With this recipe, you can adjust the 'heat' as much as you like. This is the way I like my dal but adjust to your taste. 
You will need...
  • 1 cup red lentils
  • 1 or 2 green chillies, chopped or slit lengthwise
  • 1 medium sized brown onion, finely chopped
  • 2 medium sized ripe tomatoes, chopped (you can use a can of tomatoes too)
  • 1 teaspoon ginger finely chopped or grated – more if you like the zing.  I like zing.
  • 1 tsp turmeric powder good quality
  • 1 tsp good quality curry powder
  • a pinch of garam masala powder
  • at least 3 cups water for cooking
  • 3-4 tbsp coconut cream (optional – seriously decadent)
  • Chopped coriander leaves to serve.
  • salt as required and added only in the final stages of cooking
  • 1 tablespoon ghee or coconut oil

  1. Using either ghee or coconut oil, heat in a pot, and add onions and cook until soft.  Then add the chilli, ginger, and all the spices and warm them until your house smells amazing.  The idea is not to burn the spices, but rather just temper them and gently tease the fragrances from them.
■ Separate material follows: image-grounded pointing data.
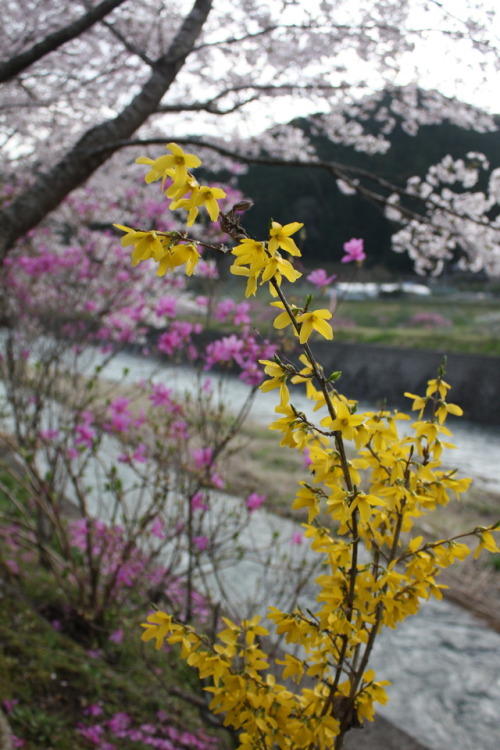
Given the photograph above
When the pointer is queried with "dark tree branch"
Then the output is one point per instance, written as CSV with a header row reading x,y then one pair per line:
x,y
128,45
350,175
99,143
18,63
208,106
  2. Next, thoroughly rinse the lentils and add them to the pot and coat them with the spices, then add water and tomatoes.  Bring to boil then reduce to a slow simmer.  As this bubbles away, you will notice a film developing on the top, skim this off during the cooking process.  Make sure you check the pot regularly as the lentils soak the water pretty quickly and it will end in disaster.  Top up water as necessary, but you are aiming for a porridgey consistency.  This may take 45m to 1hr depending on the quality and age of the lentils.
  3. Using a fork, slowly mash the dal, if the dal looks thick; add some water to get a medium consistency. simmer the dal for 3 to 4 minutes
  4. Once you have the desired consistency add coconut cream (optional) and season with salt to your liking. Remove from heat.
  5. Serve and top with coriander and chutney and authentic yogurt….or something more decadent – see final note below.
 Notes
 * If you’re not used to consuming pulses you may find you get a little gassy or have abdo discomfort. The phytates and high levels of fibre cause the issue. If it bothers you, next time you make it, soak the lentils in water (to completely cover them) and add 1 tablespoon of vinegar (as a side note, it’s supposed to be a lactic acid of some sort – but acetic acid will do fine).  Allow to soak for about an hour or two.  Rinse really well and then use as normal.  Soaking reduces the phytic acid content substantially which not only helps with gas, but ensures that that your body can absorb the other important minerals like iron, magnesium, zinc and calcium which would otherwise by inhibited.  Traditionally lentils are consumed with yogurt (loaded with lactic acid and probiotics) and helps naturally alleviate tummy concerns….
 
*As lentils are not a complete protein source, if you want to get more bang for your buck, try mixing with rice or quinoa.  I like mine with freshly made dosa (freakin’ heavenly!!)  For a healthier alternative you can also try brown rice.   Also, this meal is really delicious as a left over, and wrapped in roti bread with some paneer or haloumi, and slugged down with a mango lassi.
 
* Sometimes I add mouth sized morsels of sweet potato, potato, zucchini, cauliflower etc for extra oomph.  In my experience, these are best added pre-steamed in the last couple of minutes of cooking rather than at the beginning as they tend to get too mushy and the lentils lose that gorgeous silky creamy finish.  Plus, I enjoy tasting each individual vegetable.
 
*Completely optional – but makes all the difference in taste – is to get about 1-2tbsp ghee, melt it lightly add a pinch of cumin seeds and when they become aromatic and ‘pop’ add some chilli (any type you like), some crushed garlic. When the garlic has just started to brown, remove from heat and drizzle over the dal.